Lo más valioso de este interesante proyecto es que ha reunido a directores y actores de todo el mundo, los cuales aportan su cuota de sensibilidad y su propia lectura del amor, en sus diferentes formas (del amor de pareja al de padres e hijos) y etapas (de la ilusión del amor a primera vista a la inevitable aceptación de la ruptura).
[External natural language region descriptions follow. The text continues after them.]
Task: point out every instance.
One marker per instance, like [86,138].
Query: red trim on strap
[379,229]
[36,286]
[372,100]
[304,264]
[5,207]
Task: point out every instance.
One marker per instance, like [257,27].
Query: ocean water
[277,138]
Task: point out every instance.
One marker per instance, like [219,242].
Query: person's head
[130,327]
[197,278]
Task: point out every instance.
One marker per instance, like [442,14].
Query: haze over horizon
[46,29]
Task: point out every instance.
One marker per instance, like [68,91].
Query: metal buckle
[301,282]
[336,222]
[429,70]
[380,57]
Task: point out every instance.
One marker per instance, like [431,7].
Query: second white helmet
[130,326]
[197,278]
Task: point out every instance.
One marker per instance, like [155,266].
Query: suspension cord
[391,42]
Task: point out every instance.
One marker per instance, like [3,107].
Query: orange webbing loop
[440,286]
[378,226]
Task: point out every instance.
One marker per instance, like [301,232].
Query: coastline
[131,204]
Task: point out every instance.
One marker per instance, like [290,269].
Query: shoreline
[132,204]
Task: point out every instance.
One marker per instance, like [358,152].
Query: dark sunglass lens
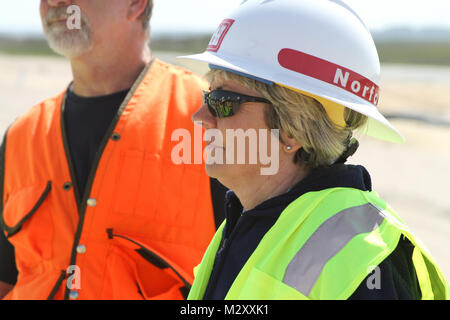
[226,108]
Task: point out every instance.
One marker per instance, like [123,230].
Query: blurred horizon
[199,16]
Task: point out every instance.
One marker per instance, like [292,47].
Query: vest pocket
[32,235]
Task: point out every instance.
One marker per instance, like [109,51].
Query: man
[91,202]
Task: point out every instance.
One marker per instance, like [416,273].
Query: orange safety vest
[143,222]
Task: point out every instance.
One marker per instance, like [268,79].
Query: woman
[314,229]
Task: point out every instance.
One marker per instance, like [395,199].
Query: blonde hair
[304,119]
[147,14]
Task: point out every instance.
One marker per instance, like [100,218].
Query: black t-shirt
[87,121]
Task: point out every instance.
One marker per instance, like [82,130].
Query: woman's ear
[289,144]
[136,8]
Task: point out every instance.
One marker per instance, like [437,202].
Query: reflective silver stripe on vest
[332,235]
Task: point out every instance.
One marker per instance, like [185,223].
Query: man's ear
[136,8]
[289,144]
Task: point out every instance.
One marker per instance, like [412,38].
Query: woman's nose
[206,119]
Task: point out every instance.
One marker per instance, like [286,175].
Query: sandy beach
[414,177]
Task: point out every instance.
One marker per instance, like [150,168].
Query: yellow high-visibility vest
[323,246]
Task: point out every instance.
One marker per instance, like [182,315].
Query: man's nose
[206,119]
[59,3]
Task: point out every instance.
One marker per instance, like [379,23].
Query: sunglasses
[223,104]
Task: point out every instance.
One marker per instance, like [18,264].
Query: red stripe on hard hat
[329,72]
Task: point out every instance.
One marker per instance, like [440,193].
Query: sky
[205,15]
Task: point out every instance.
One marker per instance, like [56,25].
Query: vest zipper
[81,202]
[160,262]
[57,285]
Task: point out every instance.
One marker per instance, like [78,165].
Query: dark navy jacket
[243,232]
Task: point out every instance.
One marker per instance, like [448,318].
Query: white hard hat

Cada director decide abordar su historia desde diferentes ángulos: de la melancolía a la ternura, de la tragedia manchada de sangre al sarcasmo más irreverente.

Entre esta mixtura de culturas y nacionalidades, tenemos a directores latinoamericanos como Alfonso Cuarón y Walter Salles, los estadounidenses Ethan y Joel Coen y Alexander Payne, la española Isabel Coixet, el francés Gérard Depardieu, el japonés Nobuhiro Suwa, entre otros. Entre el reparto, figuran estrellas de la talla de Natalie Portman, Juliette Binoche, Willem Dafoe y Nick Nolte, al lado de actores hispanos como Catalina Sandino Moreno, Javier Cámara y Leonor Watling.
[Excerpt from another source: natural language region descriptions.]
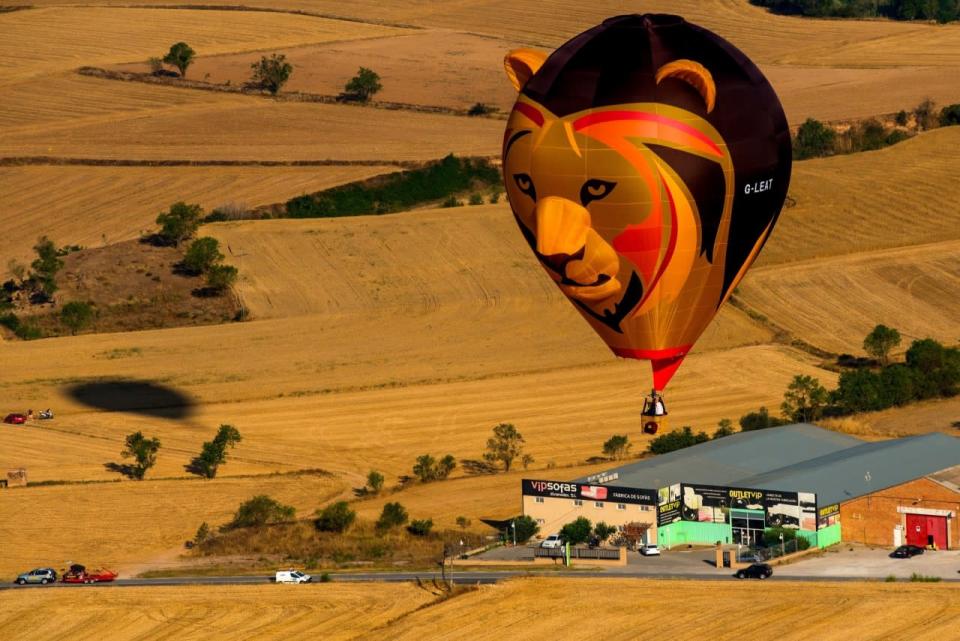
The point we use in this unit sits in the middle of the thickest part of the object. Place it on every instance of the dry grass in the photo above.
(554, 609)
(90, 205)
(833, 303)
(267, 612)
(63, 38)
(120, 525)
(895, 197)
(266, 130)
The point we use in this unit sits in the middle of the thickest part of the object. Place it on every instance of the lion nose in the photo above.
(562, 227)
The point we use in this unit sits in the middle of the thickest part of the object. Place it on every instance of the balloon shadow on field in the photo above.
(135, 397)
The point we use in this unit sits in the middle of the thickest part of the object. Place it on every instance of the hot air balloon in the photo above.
(646, 162)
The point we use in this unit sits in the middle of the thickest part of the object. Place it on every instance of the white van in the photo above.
(293, 576)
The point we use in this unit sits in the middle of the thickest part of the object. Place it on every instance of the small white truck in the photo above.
(292, 576)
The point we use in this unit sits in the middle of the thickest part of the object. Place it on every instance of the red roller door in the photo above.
(923, 529)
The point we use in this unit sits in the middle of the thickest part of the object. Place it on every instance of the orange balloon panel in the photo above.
(646, 162)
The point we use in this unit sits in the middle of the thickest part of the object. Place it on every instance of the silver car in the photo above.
(40, 575)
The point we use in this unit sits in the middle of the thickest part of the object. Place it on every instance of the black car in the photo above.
(906, 551)
(755, 571)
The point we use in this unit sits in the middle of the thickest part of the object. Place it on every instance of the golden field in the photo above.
(122, 525)
(237, 613)
(93, 205)
(522, 608)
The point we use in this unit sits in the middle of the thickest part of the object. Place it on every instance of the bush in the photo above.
(77, 315)
(617, 446)
(180, 56)
(760, 420)
(420, 527)
(397, 191)
(363, 86)
(202, 254)
(179, 223)
(221, 277)
(271, 73)
(392, 516)
(481, 109)
(336, 517)
(261, 510)
(525, 528)
(375, 481)
(577, 531)
(676, 440)
(814, 139)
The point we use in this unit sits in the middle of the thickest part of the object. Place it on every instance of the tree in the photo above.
(375, 481)
(179, 223)
(221, 277)
(814, 139)
(45, 267)
(336, 517)
(577, 531)
(504, 446)
(202, 254)
(180, 56)
(420, 527)
(77, 315)
(214, 453)
(759, 420)
(143, 451)
(393, 515)
(525, 527)
(880, 341)
(617, 446)
(603, 531)
(724, 428)
(261, 510)
(364, 85)
(677, 440)
(271, 73)
(804, 399)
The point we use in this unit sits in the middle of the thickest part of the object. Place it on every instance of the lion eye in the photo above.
(525, 184)
(595, 189)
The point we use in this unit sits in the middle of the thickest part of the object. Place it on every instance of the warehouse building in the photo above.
(828, 486)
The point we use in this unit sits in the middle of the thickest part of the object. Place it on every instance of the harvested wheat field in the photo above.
(119, 525)
(91, 206)
(263, 613)
(894, 197)
(267, 130)
(61, 38)
(554, 609)
(833, 303)
(345, 431)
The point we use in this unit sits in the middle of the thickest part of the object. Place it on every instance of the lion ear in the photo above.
(521, 64)
(694, 74)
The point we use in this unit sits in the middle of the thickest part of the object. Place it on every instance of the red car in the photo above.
(79, 574)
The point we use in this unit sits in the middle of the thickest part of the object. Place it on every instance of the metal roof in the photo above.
(740, 455)
(868, 467)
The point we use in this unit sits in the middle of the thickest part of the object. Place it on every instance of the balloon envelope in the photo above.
(646, 161)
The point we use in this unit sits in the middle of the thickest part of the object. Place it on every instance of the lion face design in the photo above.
(623, 176)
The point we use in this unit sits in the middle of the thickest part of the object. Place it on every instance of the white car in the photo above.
(552, 541)
(293, 576)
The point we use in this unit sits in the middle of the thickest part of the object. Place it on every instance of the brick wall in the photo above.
(871, 519)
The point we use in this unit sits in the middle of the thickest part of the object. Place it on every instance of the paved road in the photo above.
(470, 577)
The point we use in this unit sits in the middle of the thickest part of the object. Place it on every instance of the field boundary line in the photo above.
(294, 96)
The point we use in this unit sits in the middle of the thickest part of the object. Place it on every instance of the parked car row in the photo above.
(76, 574)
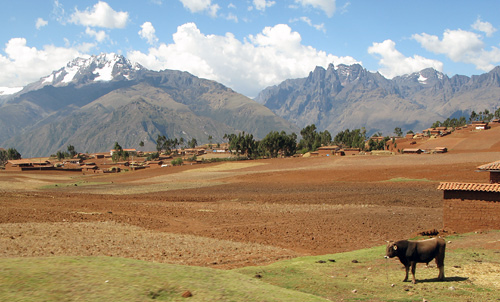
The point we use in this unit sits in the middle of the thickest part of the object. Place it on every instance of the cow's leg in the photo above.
(440, 265)
(413, 268)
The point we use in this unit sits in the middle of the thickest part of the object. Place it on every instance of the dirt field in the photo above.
(230, 214)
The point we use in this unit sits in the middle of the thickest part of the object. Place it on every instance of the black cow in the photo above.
(413, 252)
Este variado menú internacional acierta en la gran mayoría de fragmentos. Gus Van Sant, el mismo director de Good Will Hunting y Elephant, tiene aquí a su cargo el segmento “Le Marais”, en el cual un hombre desconcertado le cuenta a otro un monólogo sobre una repentina necesidad. También destaca el segmento “Bastille” de Isabel Coixet, en el cual el italiano Sergio Castellitto está a punto de dejar a su esposa, hasta que ella lo sorprende con una ingrata noticia. El segmento "Parc Monceau" de Alfonso Cuarón tiene una trayectoria sorprendente: en una sola toma, nos presenta el recorrido de dos personajes (interpretados por Nick Nolte y Ludivine Sagnier), cuya relación aparentemente conflictiva se va transformando hasta llegar a uno de los niveles más puros del amor.
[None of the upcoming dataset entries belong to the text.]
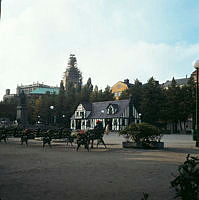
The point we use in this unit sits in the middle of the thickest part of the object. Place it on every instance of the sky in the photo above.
(112, 39)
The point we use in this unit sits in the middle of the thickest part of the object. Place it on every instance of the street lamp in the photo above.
(195, 64)
(53, 118)
(140, 115)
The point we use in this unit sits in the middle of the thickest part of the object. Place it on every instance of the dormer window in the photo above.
(112, 109)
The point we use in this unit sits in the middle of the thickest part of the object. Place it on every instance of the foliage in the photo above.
(186, 183)
(145, 196)
(142, 132)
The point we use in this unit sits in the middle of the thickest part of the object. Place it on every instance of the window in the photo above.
(82, 114)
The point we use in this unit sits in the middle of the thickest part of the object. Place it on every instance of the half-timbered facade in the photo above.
(118, 114)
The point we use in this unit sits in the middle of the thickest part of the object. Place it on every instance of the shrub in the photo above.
(186, 183)
(142, 133)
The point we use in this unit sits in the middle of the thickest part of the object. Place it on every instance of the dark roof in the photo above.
(99, 109)
(45, 90)
(181, 81)
(87, 106)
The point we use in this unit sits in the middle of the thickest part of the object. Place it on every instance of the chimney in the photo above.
(126, 81)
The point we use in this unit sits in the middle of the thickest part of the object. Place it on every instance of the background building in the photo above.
(179, 82)
(119, 87)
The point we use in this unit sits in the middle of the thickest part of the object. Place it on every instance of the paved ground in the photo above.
(62, 173)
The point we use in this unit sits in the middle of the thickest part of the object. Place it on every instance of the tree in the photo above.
(86, 91)
(152, 98)
(73, 76)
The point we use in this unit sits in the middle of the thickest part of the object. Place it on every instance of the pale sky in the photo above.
(112, 40)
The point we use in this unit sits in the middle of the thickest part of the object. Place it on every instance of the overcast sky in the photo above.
(112, 40)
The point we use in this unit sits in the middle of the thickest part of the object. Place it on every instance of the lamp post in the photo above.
(52, 119)
(140, 115)
(195, 64)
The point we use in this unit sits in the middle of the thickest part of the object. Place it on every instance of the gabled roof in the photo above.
(45, 90)
(181, 81)
(99, 109)
(87, 106)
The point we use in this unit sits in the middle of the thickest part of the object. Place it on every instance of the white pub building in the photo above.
(117, 114)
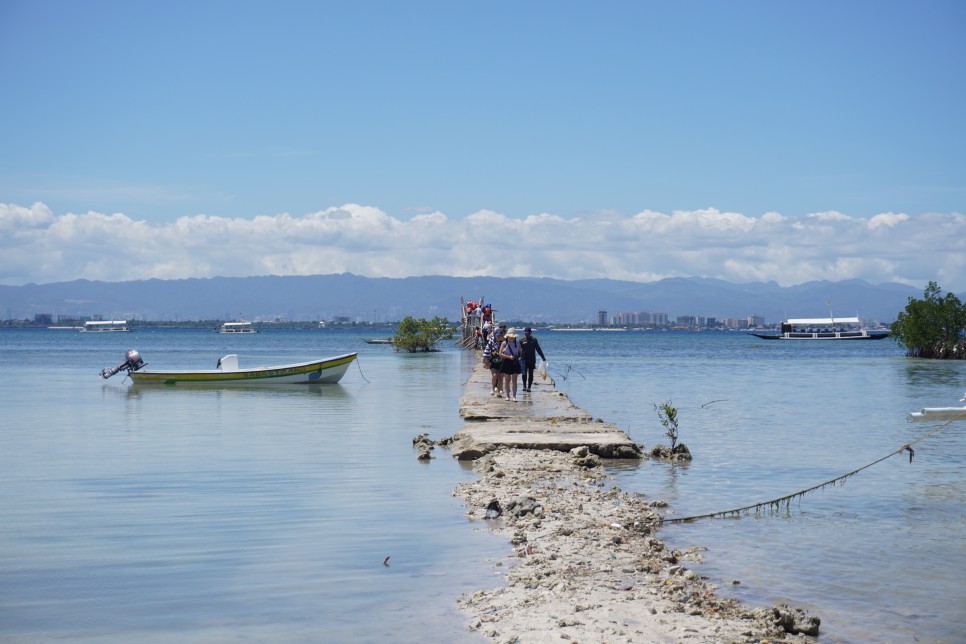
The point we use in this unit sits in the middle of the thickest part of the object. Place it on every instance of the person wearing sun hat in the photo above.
(510, 364)
(530, 348)
(491, 360)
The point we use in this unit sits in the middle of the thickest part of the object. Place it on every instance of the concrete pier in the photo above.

Menos fortuna tienen el trivial episodio de amor entre vampiros (a Elijah Wood aún le cuesta desprenderse de la cara de susto de Frodo, ¿no?) y el de un vendedor de productos de belleza, que juega con los límites del absurdo. Aún así, la obra en su conjunto entusiasma por sus múltiples posibilidades narrativas y sirve de modelo a otros proyectos similares, como New York, I Love You, la cual se encuentra en etapa de postproducción y se estrenará el próximo año.

Título original: Paris, je t'aime
País y Año: Francia, 2006
Directores: Ethan Coen, Joel Coen, Isabel Coixet, Wes Craven, Alfonso Cuarón, Alexander Payne, Walter Salles, Gus Van Sant, entre otros.
Actores: Gaspard Ulliel, Steve Buscemi, Catalina Sandino Moreno, Juliette Binoche, Maggie Gyllenhaal, Fanny Ardant, Emily Mortimer, Natalie Portman, Elijah Wood, entre otros.